Вряд ли у современных западно-, восточно-европейских или русских буддистов или всяких "даоистов" можно предполагать это имманентное знание. Благочестивые простирания в количестве сотен тысяч раз или даже трёхлетние "ламские" уединения, как и показное кручение молитвенных мельниц и демонстративное перебирание чёток с черепами или бормотание "ом-мани-падме-хум", как и ритуальное подношения статуе Будды плошечки с рисом и пиалки с чистой водой этого дать вряд ли смогут - детский опыт в традиционном окружении вряд ли что-то способно полноценно заменить; неофит всегда остаётся неофитом! Остаётся некое знание, почерпнутое из (плохо ли, хорошо ли) усвоенных текстов. Обычно первое, как я подозреваю; для второго надо как минимум прилично знать языки - санскрит, тибетский, китайский, но для западных или российских буддистов это ненужная роскошь.
Из этого знания формируется внутренняя инстанция (метанаблюдатель), классифицирующий, упорядочивающий те или иные "психологические" переживания, которые, едва они закончились в качестве "неизреченных, непредставимых и невыразимых", тут же требуют подтверждающего утверждения и словесного выражения, т. е средств традиционной риторики. Так "неизреченное, выходящее за пределы слов и представлений" переживание становится конкретной опытом, находящим своё законное место в сетке традиционных координат, заданной, опять же, традиционной текстологией.

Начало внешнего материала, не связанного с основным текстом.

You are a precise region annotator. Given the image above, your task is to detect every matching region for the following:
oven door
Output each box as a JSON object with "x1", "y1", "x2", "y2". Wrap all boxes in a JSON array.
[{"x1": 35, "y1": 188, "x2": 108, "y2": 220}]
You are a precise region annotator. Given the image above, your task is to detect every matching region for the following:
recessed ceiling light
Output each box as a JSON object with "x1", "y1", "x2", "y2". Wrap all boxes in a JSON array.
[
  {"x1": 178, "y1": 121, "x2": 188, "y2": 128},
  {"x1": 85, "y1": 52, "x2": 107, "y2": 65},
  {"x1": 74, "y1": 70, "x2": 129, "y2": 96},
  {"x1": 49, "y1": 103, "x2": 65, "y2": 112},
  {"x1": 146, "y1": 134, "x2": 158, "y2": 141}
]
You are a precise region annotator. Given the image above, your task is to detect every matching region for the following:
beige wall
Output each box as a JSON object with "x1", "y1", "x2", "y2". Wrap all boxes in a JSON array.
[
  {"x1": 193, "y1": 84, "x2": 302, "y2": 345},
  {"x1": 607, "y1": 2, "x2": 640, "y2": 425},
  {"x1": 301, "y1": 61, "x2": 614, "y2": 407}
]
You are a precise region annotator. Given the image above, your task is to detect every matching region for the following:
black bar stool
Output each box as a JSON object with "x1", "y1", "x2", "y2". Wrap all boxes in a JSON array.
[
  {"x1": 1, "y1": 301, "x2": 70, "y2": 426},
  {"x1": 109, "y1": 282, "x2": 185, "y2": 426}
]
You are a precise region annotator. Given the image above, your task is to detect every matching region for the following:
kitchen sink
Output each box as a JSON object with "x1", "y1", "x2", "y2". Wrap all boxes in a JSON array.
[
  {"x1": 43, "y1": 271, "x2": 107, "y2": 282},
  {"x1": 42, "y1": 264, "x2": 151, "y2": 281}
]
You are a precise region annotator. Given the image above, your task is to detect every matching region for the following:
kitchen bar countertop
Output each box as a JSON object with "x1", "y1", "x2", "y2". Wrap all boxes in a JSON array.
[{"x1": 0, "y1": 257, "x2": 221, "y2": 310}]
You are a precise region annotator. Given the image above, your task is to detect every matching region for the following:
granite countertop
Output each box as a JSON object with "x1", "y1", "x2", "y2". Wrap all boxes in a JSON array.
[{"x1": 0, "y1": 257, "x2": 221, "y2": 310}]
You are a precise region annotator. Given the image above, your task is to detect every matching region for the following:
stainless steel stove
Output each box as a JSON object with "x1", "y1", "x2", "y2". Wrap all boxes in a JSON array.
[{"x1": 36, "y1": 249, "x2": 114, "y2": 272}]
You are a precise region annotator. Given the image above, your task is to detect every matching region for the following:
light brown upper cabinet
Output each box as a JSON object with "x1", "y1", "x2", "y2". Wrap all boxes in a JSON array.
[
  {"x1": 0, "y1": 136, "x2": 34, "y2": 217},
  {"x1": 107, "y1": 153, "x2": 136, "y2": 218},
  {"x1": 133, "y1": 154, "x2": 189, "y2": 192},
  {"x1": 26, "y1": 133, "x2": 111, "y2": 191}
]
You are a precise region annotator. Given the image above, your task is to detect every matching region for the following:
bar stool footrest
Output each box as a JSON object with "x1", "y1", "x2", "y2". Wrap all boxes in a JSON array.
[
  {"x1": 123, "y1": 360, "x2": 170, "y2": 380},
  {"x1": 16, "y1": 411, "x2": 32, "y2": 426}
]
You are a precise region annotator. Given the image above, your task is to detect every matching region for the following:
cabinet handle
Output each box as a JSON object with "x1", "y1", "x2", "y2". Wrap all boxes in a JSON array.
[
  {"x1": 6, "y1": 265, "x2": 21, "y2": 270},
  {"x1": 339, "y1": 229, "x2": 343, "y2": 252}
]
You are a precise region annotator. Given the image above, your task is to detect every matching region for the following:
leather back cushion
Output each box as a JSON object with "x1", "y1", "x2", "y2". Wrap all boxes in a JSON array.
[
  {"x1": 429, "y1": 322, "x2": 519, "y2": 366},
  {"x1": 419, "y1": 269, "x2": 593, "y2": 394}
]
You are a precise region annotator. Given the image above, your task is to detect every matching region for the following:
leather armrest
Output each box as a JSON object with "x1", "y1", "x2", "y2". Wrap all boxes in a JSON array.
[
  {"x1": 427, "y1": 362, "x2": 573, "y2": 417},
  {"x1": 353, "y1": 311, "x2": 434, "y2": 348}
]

Прибавляя к слову "религиозный опыт" определение "буддийский" или "кашмирско-шиваитский" (или вообще любой другой), я непременно сопрягаю с моим непосредственным невербальным переживанием, какое бы оно ни было, это знание (из авторитетных для той или иной рел. традиции источников), которое в тексте или устном поучении по необходимости всегда вербально, облечено в слова (здесь, я знаю, непременно должны возбудиться адепты дзена; однако это отдельная тема).
Знаменитому Рамакришне, когда он переживал свои экстазы или впадал в глубокий самадхи, требовалось подтверждение каноничности, с точки зрения Вед, его религиозных переживаний от текстоведов-пандитов, которые не были никакими йогами, но лишь начётчиками, на ять знавшими ТЕКСТЫ своей традиции. Не будь их вердикт положительным, кто знает, что бы они сделали с юным брахманом, который для многих казался эксцентричным безумцем.

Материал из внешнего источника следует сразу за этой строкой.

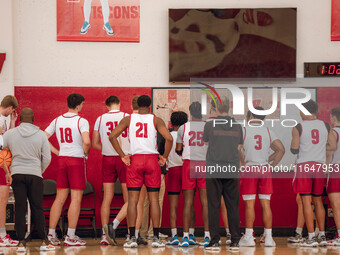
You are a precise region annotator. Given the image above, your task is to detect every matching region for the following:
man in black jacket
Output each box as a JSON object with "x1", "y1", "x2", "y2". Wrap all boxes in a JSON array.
[{"x1": 203, "y1": 98, "x2": 242, "y2": 251}]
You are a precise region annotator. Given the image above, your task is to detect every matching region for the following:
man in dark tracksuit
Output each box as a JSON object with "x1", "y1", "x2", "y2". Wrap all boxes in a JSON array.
[{"x1": 202, "y1": 98, "x2": 242, "y2": 251}]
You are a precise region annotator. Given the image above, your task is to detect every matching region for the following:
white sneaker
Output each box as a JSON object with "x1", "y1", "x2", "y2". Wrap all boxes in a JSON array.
[
  {"x1": 100, "y1": 234, "x2": 110, "y2": 245},
  {"x1": 239, "y1": 235, "x2": 255, "y2": 247},
  {"x1": 64, "y1": 235, "x2": 86, "y2": 246},
  {"x1": 264, "y1": 236, "x2": 276, "y2": 247},
  {"x1": 16, "y1": 242, "x2": 26, "y2": 252},
  {"x1": 300, "y1": 236, "x2": 318, "y2": 247},
  {"x1": 0, "y1": 234, "x2": 19, "y2": 247},
  {"x1": 152, "y1": 236, "x2": 165, "y2": 248},
  {"x1": 159, "y1": 233, "x2": 168, "y2": 239},
  {"x1": 47, "y1": 234, "x2": 61, "y2": 246},
  {"x1": 40, "y1": 241, "x2": 56, "y2": 251},
  {"x1": 328, "y1": 237, "x2": 340, "y2": 246},
  {"x1": 124, "y1": 236, "x2": 138, "y2": 248}
]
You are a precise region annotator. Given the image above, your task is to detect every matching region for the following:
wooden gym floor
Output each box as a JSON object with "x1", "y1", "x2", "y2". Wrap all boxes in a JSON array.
[{"x1": 1, "y1": 238, "x2": 340, "y2": 254}]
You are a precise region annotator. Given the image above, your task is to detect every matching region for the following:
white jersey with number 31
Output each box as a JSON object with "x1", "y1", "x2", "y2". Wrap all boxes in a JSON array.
[{"x1": 128, "y1": 113, "x2": 158, "y2": 155}]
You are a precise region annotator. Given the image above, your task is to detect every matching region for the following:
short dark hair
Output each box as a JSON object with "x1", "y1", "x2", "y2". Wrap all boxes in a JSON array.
[
  {"x1": 67, "y1": 93, "x2": 85, "y2": 109},
  {"x1": 331, "y1": 107, "x2": 340, "y2": 121},
  {"x1": 137, "y1": 95, "x2": 151, "y2": 108},
  {"x1": 189, "y1": 102, "x2": 202, "y2": 119},
  {"x1": 171, "y1": 111, "x2": 188, "y2": 127},
  {"x1": 211, "y1": 97, "x2": 229, "y2": 114},
  {"x1": 247, "y1": 106, "x2": 266, "y2": 120},
  {"x1": 1, "y1": 95, "x2": 18, "y2": 109},
  {"x1": 105, "y1": 96, "x2": 120, "y2": 107},
  {"x1": 132, "y1": 96, "x2": 139, "y2": 110},
  {"x1": 302, "y1": 100, "x2": 318, "y2": 115}
]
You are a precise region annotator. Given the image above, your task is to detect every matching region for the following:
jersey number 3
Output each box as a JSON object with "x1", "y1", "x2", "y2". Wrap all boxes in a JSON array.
[
  {"x1": 254, "y1": 135, "x2": 262, "y2": 150},
  {"x1": 136, "y1": 122, "x2": 148, "y2": 138},
  {"x1": 60, "y1": 128, "x2": 73, "y2": 143}
]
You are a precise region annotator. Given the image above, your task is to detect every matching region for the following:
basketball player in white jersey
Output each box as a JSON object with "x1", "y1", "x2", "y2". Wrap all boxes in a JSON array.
[
  {"x1": 108, "y1": 95, "x2": 173, "y2": 248},
  {"x1": 80, "y1": 0, "x2": 114, "y2": 35},
  {"x1": 176, "y1": 102, "x2": 210, "y2": 247},
  {"x1": 291, "y1": 100, "x2": 336, "y2": 247},
  {"x1": 92, "y1": 96, "x2": 129, "y2": 245},
  {"x1": 0, "y1": 95, "x2": 18, "y2": 247},
  {"x1": 166, "y1": 111, "x2": 188, "y2": 245},
  {"x1": 327, "y1": 107, "x2": 340, "y2": 246},
  {"x1": 239, "y1": 107, "x2": 285, "y2": 247},
  {"x1": 45, "y1": 93, "x2": 91, "y2": 246}
]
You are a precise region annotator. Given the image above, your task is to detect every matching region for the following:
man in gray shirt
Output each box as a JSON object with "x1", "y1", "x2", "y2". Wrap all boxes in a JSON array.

Например, когда я интенсивно изучал кашмирский шиваизм, некоторые из моих переживаний in vivo, то есть прямо на месте, были определены моим тогдашним
авторитетным учителем как вполне каноничные и даже имеющие некое специальное значение с точки зрения мистической кашмирской традиции Пратйабхиджня. А до того момента я и не подозревал, что это так, поскольку для христианской традиции, в которой я вырос, всё это было не иначе, чем некие диффузные переживания, не имеющие самостоятельного смысла.
Подобным же образом мои
знакомые суфии изъясняли мне в традиционной суфийской манере мои переживания во время радений "самаа" с выпеванием арабских Прекрасных Имён Аллаха и ритмичным верчением в танце, когда всё это синхронизировалось с особым дыханием. То, что для меня представлялось результатом специальных дыхательно-танцевальных техник (я всё-таки не мусульманин, и для меня мои неоднократные участия в ритуале "самаа" были не более, чем увлекательным психологически-религиоведческим экспериментoм, помогающим понять суфийский опыт и проникнуться Кораном и арабским языком), было для них мистическим переживанием единства с Богом, и т. д. и т. п.
[На фотографии: Священный Чай как источник всякого духовного и душевного опыта, вербального и невербального, а чайник как алтарь, сей духовный опыт взращивающий и вываривающий; блошиный рынок в Вене].